Krzysztof Żukowski: Jesteśmy rodziną

Zdjęcie okładkowe artykułu:
zdjęcie autora artykułu

Flota Świnoujście wygrała już trzeci mecz z kolei, dzięki czemu umocniła się w czołówce I ligi. Obecnie Wyspiarze tracą sześć punktów do wicelidera i nie zamierzają spocząć na laurach. Tym bardziej, że w następnej kolejce podejmą Podbeskidzie Bielsko-Biała.

W sobotni wieczór świnoujski zespół rozprawił się w Łęcznej z Bogdanką. Zwycięstwo 1:0 zapewnił gol strzelony przez Ensara Arifovicia. Gospodarze nie byli jednak tłem dla wyżej notowanego przeciwnika. - Obawiałem się trochę tego meczu. Szczerze mówiąc, na rozgrzewce nie czułem się zbyt pewnie, ale wydaje mi się, że nie wyglądało to najgorzej. Było troszeczkę zamieszania po stałych fragmentach gry. Piłka którą graliśmy - Adidas Jabulani nie jest najlepsza dla bramkarzy. Ona robi różne figle - ocenia Krzysztof Żukowski.

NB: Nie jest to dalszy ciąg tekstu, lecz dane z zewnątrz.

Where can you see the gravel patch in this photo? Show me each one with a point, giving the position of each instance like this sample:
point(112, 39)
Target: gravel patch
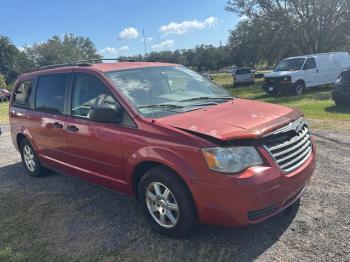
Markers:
point(61, 218)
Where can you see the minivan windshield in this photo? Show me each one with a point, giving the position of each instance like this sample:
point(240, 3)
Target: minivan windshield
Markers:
point(293, 64)
point(167, 90)
point(243, 71)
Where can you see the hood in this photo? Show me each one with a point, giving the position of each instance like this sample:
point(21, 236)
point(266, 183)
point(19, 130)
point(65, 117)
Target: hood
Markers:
point(236, 119)
point(281, 73)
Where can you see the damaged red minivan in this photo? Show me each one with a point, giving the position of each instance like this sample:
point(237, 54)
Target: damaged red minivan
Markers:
point(184, 147)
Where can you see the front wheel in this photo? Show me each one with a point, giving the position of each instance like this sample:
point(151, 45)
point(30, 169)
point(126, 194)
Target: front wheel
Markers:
point(166, 202)
point(299, 88)
point(30, 160)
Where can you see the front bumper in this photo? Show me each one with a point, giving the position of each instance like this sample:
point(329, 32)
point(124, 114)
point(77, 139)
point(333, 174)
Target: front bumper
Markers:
point(243, 81)
point(252, 196)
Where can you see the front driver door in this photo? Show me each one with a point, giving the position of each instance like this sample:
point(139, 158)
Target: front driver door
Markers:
point(95, 148)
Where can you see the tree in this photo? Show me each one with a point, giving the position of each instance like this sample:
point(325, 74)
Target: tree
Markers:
point(3, 82)
point(308, 26)
point(9, 65)
point(58, 51)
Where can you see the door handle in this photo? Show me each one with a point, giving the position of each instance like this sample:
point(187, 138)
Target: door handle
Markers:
point(57, 125)
point(72, 128)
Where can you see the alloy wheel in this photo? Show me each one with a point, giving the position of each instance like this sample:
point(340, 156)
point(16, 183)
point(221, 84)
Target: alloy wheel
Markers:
point(162, 205)
point(28, 156)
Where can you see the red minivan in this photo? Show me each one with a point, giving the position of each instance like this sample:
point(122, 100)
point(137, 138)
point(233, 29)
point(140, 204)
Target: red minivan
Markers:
point(184, 147)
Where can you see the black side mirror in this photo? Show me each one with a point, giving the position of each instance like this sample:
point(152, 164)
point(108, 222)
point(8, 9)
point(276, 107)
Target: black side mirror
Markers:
point(106, 113)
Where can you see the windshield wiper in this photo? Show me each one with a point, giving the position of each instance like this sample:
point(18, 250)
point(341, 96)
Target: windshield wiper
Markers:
point(170, 106)
point(207, 98)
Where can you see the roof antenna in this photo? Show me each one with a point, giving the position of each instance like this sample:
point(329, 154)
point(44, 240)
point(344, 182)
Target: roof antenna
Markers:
point(147, 73)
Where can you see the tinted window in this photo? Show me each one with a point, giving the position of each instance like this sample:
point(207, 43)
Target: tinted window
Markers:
point(88, 91)
point(243, 71)
point(310, 64)
point(174, 86)
point(292, 64)
point(50, 93)
point(346, 76)
point(23, 93)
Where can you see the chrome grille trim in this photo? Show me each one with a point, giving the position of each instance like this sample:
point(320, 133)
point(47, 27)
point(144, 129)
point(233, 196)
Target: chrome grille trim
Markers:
point(290, 146)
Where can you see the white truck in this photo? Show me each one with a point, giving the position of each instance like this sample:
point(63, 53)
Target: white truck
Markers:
point(297, 73)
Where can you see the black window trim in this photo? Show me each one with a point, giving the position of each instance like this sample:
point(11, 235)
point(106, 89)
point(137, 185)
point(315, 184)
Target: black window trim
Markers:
point(305, 63)
point(68, 83)
point(31, 98)
point(70, 98)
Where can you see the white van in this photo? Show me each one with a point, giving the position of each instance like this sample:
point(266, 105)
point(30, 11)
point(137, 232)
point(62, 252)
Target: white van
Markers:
point(297, 73)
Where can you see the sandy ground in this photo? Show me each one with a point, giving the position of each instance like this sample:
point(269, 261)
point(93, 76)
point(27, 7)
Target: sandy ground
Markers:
point(60, 218)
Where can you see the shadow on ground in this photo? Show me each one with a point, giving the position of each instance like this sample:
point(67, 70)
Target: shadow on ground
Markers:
point(58, 217)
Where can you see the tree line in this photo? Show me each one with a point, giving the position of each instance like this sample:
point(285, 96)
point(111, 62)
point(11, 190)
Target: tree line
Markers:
point(268, 30)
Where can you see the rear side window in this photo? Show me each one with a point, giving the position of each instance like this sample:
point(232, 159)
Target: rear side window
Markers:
point(23, 93)
point(346, 76)
point(50, 93)
point(89, 91)
point(310, 64)
point(243, 71)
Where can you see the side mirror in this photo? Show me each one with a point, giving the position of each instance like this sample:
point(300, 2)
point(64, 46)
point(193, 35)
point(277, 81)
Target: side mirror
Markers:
point(106, 113)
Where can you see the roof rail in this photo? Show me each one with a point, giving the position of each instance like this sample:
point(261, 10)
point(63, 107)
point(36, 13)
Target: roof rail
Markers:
point(88, 62)
point(94, 61)
point(65, 65)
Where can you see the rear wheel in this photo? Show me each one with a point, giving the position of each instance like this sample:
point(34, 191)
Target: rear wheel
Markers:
point(30, 160)
point(299, 88)
point(166, 202)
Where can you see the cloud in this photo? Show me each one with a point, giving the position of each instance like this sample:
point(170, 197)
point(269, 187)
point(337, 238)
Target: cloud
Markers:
point(129, 33)
point(124, 49)
point(164, 45)
point(148, 39)
point(108, 51)
point(242, 18)
point(185, 26)
point(21, 48)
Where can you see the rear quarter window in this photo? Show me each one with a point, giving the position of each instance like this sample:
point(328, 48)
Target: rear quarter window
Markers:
point(50, 93)
point(23, 93)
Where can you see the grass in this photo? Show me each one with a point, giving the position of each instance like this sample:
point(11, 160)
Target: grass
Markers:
point(316, 104)
point(4, 107)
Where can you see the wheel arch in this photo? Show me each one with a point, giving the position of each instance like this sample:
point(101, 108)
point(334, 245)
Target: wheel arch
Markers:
point(300, 81)
point(141, 169)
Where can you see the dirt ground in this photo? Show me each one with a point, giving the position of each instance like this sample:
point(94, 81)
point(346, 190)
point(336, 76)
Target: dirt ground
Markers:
point(60, 218)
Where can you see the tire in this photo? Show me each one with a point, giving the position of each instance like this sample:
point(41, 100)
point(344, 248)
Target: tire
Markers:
point(272, 93)
point(299, 88)
point(30, 159)
point(177, 209)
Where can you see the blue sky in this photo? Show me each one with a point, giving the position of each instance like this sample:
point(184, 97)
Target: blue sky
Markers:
point(116, 26)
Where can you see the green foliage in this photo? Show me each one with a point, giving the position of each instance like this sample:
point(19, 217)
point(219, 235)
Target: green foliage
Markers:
point(273, 29)
point(201, 58)
point(10, 64)
point(58, 51)
point(3, 82)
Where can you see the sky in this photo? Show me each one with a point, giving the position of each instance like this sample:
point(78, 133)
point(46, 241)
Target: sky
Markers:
point(116, 27)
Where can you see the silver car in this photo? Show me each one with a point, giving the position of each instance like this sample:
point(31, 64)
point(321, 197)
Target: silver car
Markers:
point(243, 76)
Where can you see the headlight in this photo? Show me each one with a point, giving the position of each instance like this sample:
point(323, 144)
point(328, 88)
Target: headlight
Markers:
point(231, 159)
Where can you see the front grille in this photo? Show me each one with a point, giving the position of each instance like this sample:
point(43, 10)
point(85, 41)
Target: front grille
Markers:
point(274, 80)
point(290, 146)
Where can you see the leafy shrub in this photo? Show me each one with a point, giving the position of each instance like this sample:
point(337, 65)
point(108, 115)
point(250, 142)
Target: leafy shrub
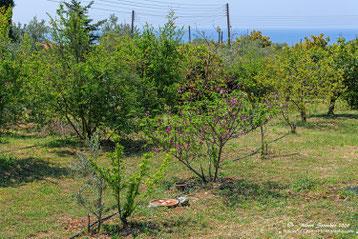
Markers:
point(201, 131)
point(125, 183)
point(91, 194)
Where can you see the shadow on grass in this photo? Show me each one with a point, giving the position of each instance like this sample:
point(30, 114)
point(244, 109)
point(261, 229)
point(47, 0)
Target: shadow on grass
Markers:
point(15, 172)
point(134, 147)
point(149, 228)
point(238, 191)
point(60, 143)
point(344, 115)
point(19, 135)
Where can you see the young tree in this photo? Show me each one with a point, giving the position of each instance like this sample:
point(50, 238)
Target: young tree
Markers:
point(161, 62)
point(10, 75)
point(127, 183)
point(199, 134)
point(87, 85)
point(301, 77)
point(346, 60)
point(8, 5)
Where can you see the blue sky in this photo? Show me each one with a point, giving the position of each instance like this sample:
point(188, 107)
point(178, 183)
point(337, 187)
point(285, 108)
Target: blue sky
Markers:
point(259, 14)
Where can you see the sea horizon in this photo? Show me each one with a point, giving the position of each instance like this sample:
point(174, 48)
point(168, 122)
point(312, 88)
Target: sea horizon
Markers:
point(289, 36)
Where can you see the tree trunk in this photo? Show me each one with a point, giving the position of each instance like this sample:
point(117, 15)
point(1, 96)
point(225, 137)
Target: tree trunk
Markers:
point(303, 116)
point(293, 128)
point(263, 151)
point(332, 105)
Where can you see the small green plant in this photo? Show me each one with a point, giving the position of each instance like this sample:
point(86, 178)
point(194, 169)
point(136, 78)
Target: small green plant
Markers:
point(125, 182)
point(305, 184)
point(91, 195)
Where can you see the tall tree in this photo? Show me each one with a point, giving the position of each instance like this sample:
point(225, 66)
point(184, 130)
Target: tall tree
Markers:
point(8, 4)
point(82, 12)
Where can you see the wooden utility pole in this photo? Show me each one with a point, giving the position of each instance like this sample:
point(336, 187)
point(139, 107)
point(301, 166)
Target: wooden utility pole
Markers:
point(228, 24)
point(132, 27)
point(189, 34)
point(219, 32)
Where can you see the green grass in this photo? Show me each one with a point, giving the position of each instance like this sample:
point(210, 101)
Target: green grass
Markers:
point(308, 178)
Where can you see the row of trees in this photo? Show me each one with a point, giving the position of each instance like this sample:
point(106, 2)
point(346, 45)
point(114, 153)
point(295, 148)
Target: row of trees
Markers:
point(189, 100)
point(96, 81)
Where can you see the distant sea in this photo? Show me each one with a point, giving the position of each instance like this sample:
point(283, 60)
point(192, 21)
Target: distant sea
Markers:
point(290, 36)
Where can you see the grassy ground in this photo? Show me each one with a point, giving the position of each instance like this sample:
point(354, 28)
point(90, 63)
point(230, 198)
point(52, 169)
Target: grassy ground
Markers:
point(308, 179)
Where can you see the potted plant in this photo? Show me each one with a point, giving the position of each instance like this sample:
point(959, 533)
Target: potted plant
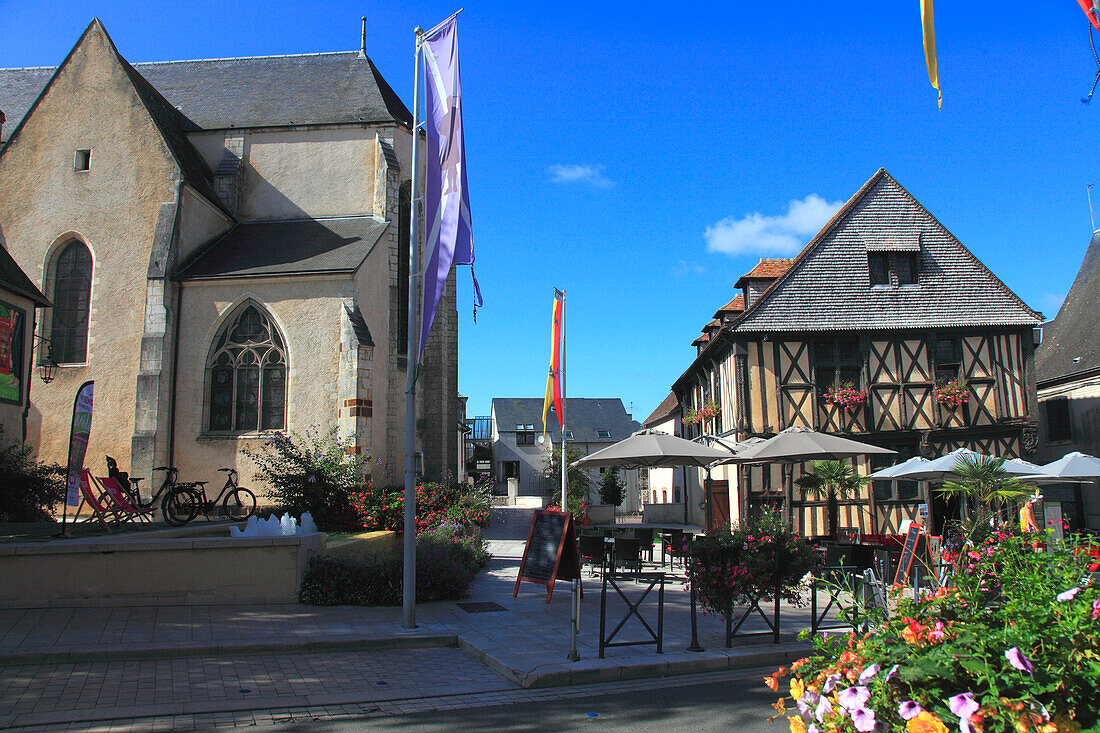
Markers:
point(707, 411)
point(952, 394)
point(846, 395)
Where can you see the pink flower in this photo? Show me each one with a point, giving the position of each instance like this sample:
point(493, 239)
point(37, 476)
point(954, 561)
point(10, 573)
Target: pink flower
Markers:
point(964, 706)
point(854, 697)
point(1019, 660)
point(1068, 594)
point(910, 709)
point(862, 719)
point(868, 674)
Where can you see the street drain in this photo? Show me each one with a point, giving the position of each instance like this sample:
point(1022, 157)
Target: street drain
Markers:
point(481, 606)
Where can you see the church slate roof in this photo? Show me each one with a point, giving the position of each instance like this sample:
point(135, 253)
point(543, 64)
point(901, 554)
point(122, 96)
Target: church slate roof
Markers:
point(583, 417)
point(263, 249)
point(15, 281)
point(327, 88)
point(827, 286)
point(1075, 332)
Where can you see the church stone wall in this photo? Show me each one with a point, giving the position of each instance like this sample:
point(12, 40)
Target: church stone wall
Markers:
point(308, 312)
point(113, 208)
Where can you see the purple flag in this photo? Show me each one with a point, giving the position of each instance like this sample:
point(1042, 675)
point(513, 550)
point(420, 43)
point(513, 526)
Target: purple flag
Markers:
point(447, 200)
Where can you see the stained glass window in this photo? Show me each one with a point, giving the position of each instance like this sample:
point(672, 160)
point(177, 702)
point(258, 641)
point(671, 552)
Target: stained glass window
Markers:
point(246, 374)
point(68, 330)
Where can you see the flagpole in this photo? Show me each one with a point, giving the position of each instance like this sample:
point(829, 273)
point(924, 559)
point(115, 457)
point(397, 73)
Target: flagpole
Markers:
point(408, 571)
point(561, 371)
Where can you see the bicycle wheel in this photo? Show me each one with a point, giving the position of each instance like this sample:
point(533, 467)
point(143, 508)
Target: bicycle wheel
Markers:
point(179, 506)
point(240, 504)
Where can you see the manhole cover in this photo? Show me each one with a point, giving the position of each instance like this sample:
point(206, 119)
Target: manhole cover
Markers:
point(481, 606)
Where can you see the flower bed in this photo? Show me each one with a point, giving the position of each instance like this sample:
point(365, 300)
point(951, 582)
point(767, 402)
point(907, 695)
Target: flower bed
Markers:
point(1014, 645)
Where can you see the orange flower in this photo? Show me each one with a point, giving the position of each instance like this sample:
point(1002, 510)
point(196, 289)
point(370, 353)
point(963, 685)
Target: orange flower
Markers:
point(925, 723)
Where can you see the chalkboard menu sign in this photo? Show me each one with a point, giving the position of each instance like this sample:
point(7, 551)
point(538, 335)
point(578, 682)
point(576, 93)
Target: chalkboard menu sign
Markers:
point(550, 553)
point(909, 554)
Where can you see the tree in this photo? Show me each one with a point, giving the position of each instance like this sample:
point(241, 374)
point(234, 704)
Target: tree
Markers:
point(611, 487)
point(985, 485)
point(832, 479)
point(579, 485)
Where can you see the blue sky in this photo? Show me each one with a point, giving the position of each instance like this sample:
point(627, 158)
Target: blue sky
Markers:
point(642, 156)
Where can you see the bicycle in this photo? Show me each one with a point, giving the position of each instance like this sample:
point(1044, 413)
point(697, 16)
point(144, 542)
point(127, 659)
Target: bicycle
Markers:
point(189, 500)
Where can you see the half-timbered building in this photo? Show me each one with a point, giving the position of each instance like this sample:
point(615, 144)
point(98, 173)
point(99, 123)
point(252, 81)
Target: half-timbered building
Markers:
point(884, 301)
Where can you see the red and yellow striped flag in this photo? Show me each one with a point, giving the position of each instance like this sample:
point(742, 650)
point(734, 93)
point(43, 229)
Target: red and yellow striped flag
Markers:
point(553, 380)
point(930, 47)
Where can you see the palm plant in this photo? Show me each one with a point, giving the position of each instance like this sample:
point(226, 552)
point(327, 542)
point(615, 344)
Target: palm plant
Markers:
point(983, 484)
point(832, 479)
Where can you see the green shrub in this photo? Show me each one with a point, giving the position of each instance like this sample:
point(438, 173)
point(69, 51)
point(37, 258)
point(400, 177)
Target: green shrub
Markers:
point(28, 489)
point(447, 564)
point(317, 473)
point(1013, 644)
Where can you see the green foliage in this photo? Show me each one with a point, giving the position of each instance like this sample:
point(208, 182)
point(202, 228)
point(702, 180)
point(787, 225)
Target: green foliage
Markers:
point(436, 503)
point(579, 487)
point(757, 560)
point(28, 489)
point(611, 487)
point(316, 472)
point(986, 485)
point(447, 560)
point(1016, 633)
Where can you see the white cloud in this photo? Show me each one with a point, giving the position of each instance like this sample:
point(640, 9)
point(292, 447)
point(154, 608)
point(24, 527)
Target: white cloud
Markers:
point(583, 174)
point(778, 234)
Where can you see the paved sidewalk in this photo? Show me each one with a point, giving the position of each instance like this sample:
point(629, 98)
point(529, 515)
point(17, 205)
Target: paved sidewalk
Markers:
point(61, 659)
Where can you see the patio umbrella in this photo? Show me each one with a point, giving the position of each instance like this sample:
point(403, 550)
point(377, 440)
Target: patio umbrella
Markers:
point(800, 444)
point(652, 449)
point(1074, 466)
point(943, 468)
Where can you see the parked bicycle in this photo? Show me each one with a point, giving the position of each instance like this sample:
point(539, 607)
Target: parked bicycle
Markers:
point(189, 500)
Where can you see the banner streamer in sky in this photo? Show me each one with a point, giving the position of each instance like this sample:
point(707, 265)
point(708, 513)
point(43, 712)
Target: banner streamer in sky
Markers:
point(447, 198)
point(930, 47)
point(553, 380)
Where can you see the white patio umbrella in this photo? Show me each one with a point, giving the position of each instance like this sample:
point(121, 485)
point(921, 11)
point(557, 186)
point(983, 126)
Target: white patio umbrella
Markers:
point(799, 444)
point(1074, 466)
point(652, 449)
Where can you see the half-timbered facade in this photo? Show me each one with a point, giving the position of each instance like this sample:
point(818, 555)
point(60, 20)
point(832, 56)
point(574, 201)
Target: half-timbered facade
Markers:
point(887, 303)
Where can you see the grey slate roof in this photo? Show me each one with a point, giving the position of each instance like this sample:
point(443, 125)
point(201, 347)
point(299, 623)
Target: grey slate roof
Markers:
point(329, 88)
point(290, 247)
point(828, 286)
point(15, 281)
point(583, 417)
point(1075, 332)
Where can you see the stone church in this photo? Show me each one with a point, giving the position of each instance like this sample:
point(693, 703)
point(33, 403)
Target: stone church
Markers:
point(224, 245)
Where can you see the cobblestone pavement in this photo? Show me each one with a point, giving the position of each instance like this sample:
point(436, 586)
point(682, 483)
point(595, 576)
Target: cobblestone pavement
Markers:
point(80, 693)
point(367, 711)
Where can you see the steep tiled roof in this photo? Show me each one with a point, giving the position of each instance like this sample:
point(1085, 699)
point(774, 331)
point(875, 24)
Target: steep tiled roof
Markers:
point(1075, 332)
point(259, 249)
point(734, 306)
point(583, 417)
point(765, 270)
point(668, 406)
point(827, 286)
point(329, 88)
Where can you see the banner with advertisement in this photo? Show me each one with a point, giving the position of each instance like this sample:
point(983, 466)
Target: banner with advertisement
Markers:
point(78, 441)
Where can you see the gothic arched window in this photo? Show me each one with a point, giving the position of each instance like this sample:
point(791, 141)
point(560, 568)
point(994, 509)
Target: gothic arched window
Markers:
point(72, 293)
point(246, 374)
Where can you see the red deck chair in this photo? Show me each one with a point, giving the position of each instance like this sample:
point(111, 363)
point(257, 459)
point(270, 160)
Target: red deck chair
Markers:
point(119, 503)
point(88, 498)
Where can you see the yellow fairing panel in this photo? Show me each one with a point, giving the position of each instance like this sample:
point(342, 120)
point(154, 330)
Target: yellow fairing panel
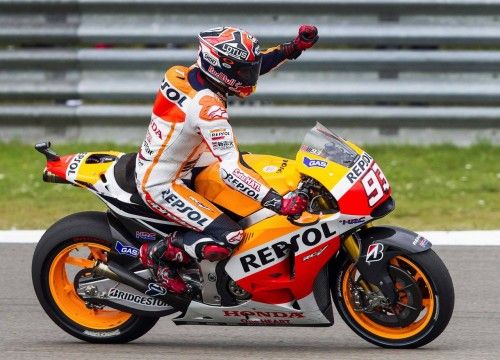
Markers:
point(330, 174)
point(279, 173)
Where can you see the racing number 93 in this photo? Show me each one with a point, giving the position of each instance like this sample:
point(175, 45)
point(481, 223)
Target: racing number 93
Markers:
point(375, 184)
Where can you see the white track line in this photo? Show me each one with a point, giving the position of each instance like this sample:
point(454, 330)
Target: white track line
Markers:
point(471, 238)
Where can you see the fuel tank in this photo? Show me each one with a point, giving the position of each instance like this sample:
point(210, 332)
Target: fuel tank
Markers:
point(279, 173)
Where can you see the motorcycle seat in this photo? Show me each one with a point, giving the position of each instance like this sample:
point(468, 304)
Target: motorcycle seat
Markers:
point(124, 173)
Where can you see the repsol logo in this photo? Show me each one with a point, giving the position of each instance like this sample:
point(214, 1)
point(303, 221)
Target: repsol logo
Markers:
point(239, 185)
point(156, 130)
point(359, 168)
point(75, 163)
point(172, 94)
point(136, 299)
point(183, 208)
point(276, 251)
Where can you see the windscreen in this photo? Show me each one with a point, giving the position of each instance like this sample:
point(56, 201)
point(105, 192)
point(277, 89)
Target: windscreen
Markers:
point(322, 142)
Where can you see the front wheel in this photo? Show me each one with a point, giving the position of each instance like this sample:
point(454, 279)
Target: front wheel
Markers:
point(422, 311)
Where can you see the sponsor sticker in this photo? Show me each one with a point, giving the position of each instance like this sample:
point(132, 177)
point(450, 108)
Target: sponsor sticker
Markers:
point(234, 51)
point(314, 163)
point(199, 203)
point(352, 221)
point(270, 169)
point(310, 149)
point(115, 293)
point(102, 333)
point(180, 206)
point(144, 235)
point(273, 253)
point(126, 250)
point(314, 254)
point(246, 179)
point(221, 134)
point(421, 241)
point(239, 185)
point(264, 316)
point(375, 252)
point(213, 108)
point(172, 94)
point(75, 164)
point(155, 290)
point(222, 145)
point(210, 59)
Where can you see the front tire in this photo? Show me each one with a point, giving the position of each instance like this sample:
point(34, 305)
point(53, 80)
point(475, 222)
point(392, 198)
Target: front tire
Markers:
point(425, 304)
point(73, 243)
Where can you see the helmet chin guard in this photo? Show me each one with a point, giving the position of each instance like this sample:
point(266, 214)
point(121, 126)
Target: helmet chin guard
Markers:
point(231, 58)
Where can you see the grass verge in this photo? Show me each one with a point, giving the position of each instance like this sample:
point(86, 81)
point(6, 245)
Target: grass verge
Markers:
point(439, 187)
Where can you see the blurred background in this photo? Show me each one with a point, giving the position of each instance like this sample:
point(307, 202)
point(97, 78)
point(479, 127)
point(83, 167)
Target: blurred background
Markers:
point(416, 81)
point(411, 71)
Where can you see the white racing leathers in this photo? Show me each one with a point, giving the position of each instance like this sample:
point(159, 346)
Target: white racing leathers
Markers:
point(186, 123)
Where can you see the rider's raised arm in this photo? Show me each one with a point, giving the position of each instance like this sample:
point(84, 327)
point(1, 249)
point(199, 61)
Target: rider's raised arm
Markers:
point(218, 135)
point(277, 55)
point(212, 123)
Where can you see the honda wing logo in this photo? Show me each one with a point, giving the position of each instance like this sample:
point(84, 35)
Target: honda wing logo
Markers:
point(375, 252)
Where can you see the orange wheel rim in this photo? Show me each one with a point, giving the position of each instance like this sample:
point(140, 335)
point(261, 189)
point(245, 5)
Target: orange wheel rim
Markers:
point(395, 333)
point(65, 296)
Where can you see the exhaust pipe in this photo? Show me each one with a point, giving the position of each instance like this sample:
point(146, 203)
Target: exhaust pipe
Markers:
point(116, 272)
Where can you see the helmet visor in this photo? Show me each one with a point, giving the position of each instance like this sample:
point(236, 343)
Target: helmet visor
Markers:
point(243, 71)
point(249, 73)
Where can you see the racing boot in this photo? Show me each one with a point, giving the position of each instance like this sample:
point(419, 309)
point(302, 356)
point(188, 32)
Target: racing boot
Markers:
point(162, 258)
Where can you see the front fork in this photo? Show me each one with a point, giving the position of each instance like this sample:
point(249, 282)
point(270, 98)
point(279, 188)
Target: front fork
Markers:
point(351, 247)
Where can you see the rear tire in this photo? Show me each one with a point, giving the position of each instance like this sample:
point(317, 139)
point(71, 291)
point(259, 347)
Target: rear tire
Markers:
point(54, 256)
point(435, 294)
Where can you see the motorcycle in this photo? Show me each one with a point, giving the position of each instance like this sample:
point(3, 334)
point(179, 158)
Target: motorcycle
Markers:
point(386, 282)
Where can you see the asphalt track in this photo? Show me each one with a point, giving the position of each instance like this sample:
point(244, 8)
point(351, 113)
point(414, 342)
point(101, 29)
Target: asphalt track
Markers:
point(473, 333)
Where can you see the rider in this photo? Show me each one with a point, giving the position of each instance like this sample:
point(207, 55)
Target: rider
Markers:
point(189, 118)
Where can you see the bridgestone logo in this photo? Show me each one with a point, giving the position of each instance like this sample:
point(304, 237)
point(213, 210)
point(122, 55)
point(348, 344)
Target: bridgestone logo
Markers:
point(136, 299)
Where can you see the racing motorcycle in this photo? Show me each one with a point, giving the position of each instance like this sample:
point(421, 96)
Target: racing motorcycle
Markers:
point(386, 282)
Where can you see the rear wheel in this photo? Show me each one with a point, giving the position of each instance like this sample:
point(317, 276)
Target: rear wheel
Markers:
point(422, 311)
point(71, 245)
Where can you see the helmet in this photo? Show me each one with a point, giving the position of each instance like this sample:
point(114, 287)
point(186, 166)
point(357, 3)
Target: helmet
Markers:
point(231, 58)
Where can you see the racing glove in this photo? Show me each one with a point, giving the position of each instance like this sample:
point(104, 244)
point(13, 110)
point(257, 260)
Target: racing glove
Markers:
point(307, 37)
point(293, 205)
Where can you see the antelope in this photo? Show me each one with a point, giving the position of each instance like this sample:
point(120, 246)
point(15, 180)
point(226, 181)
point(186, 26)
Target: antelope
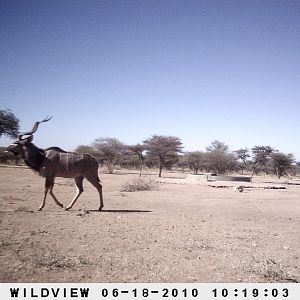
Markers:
point(54, 162)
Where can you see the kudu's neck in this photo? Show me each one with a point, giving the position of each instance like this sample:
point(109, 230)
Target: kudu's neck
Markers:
point(33, 156)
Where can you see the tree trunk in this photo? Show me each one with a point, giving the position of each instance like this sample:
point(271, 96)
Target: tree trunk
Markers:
point(160, 169)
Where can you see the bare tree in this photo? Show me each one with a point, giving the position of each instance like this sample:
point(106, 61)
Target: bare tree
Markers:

Bramkarz Floty wrócił na Lubelszczyznę, gdzie grał przez 3,5 roku. Nie potrafił wywalczyć sobie miejsca w składzie ówczesnego Górnika i odszedł po sezonie 2008/2009. W sobotę przypomniał się łęczyńskim kibicom kilkoma udanymi interwencjami. - Cieszę się, że mogłem tutaj pokazać w jakiej jestem formie. Boli mnie, że na trybunach nadal jest taki sam klimat, jaki był wcześniej. Szczerze mówiąc, kibice nie wspierają swojej drużyny. Przykre jest też to, że zawodnik z Łęcznej słyszy nieprzyjemne wulgaryzmy pod swoim adresem co do koloru skóry. Dla mnie jest to dziwne. Powinno się to tępić i takich ludzi nie wpuszczać na stadiony! - uważa 26-letni golkiper.

Żukowski (w wyskoku) ma pewne miejsce w składzie nadmorskiego zespołu.

Wyspiarze są liderem tabeli rundy wiosennej. W drugiej części sezonu doznali tylko jednej porażki. Dobra passa rozbudziła ich nadzieję na włączenie się do rywalizacji o awans. Żukowski podkreśla, że tajemnica sukcesu tkwi w dobrej atmosferze w drużynie. - W I lidze liczą się nie tylko umiejętności, ale również serce do walki, charakter i przede wszystkim kolektyw. My jesteśmy naprawdę rodziną, która dobrze funkcjonuje i nawzajem się wspieramy - przekonuje wychowanek Salosu Słupsk.